Humans do not work in this simple way, because they have better heuristics. Overloaded defenders and multiple weaknesses are better indicators of tactical solution, than merely restricted mobility. Also, in opening phase, humans understand that you need to develop initiative to actually make something tangible from better mobility. You have to be able to attack multiple possible targets, mere moving of pieces is next to nothing.
About having a cake:
The half of the second reason can be saved by giving the engine bigger and better static knowledge, to mimic human heuristics. Something like computing "speed of activation" for pieces, compare that to "time to develop" computed from the speed of enemy threats, and evaluate underdevelopment as very bad only when it is not likely to vanish in few moves. I think future is here.
The half of the first reason is even harder. It would be nice if, beside score, we also had something like measure of danger (of finding something bad along PV). Humans do that, they choose lines safe for them and risky for opponent. But I am not sure how the dangerousness would be computed or propagated towards the root in alpha-beta search. It is possible that measuring safety the human way is only feasible in massive parallel enviroments, and traditional engines will always overvaluate mobility (and king safety, ...) and use some counter-intuitive search tricks to mimic naive dangersense while maintaining depth of search.
And about evaluation score:
It is anything that makes engine to play well using search.

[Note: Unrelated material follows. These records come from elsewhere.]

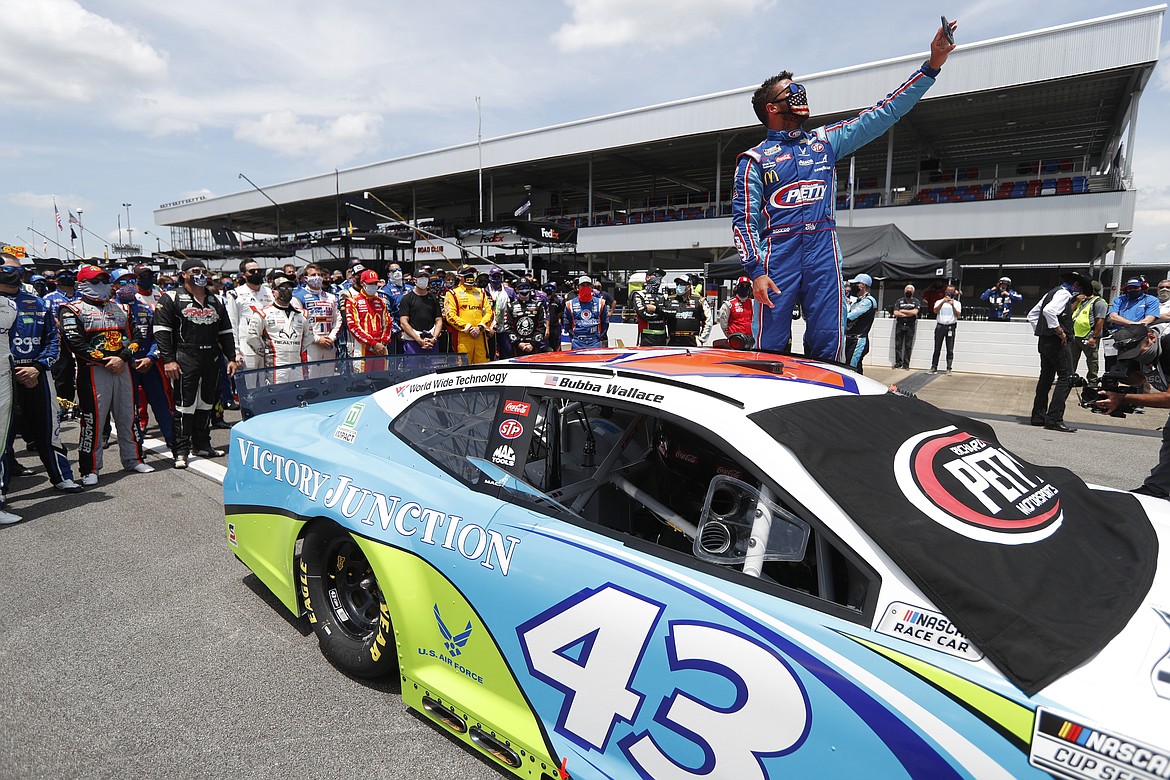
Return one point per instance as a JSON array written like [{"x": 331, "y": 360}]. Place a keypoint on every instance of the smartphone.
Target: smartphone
[{"x": 948, "y": 32}]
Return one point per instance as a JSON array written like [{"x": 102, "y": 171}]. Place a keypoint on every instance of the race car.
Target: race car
[{"x": 702, "y": 563}]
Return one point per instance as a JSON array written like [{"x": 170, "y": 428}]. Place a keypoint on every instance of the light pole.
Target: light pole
[{"x": 130, "y": 230}]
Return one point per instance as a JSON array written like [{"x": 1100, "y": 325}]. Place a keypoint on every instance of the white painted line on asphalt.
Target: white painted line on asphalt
[{"x": 200, "y": 466}]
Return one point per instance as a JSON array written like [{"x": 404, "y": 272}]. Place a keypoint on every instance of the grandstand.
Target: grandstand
[{"x": 1017, "y": 160}]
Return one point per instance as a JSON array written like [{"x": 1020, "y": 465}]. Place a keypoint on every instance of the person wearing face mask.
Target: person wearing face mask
[
  {"x": 555, "y": 305},
  {"x": 1131, "y": 306},
  {"x": 468, "y": 312},
  {"x": 97, "y": 331},
  {"x": 906, "y": 324},
  {"x": 1162, "y": 325},
  {"x": 1143, "y": 359},
  {"x": 145, "y": 372},
  {"x": 1089, "y": 311},
  {"x": 686, "y": 316},
  {"x": 64, "y": 372},
  {"x": 502, "y": 296},
  {"x": 638, "y": 301},
  {"x": 243, "y": 306},
  {"x": 1000, "y": 298},
  {"x": 524, "y": 324},
  {"x": 281, "y": 331},
  {"x": 736, "y": 315},
  {"x": 9, "y": 277},
  {"x": 34, "y": 346},
  {"x": 193, "y": 331},
  {"x": 367, "y": 321},
  {"x": 420, "y": 317},
  {"x": 784, "y": 204},
  {"x": 948, "y": 310},
  {"x": 324, "y": 316},
  {"x": 859, "y": 319},
  {"x": 1052, "y": 322}
]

It is only needed to compare two positions, and the result is not completely determined by which position has better winning probability. Both 'danger sense' and 'smell for combination' are effects that make the searched bestmove better overall, while the reported score remains less reliable because of overevaluations. Maybe propagating two scores ('active' for search decisions and 'objective' to report) would be nicer, but it is not clear how to tune the latter evaluation.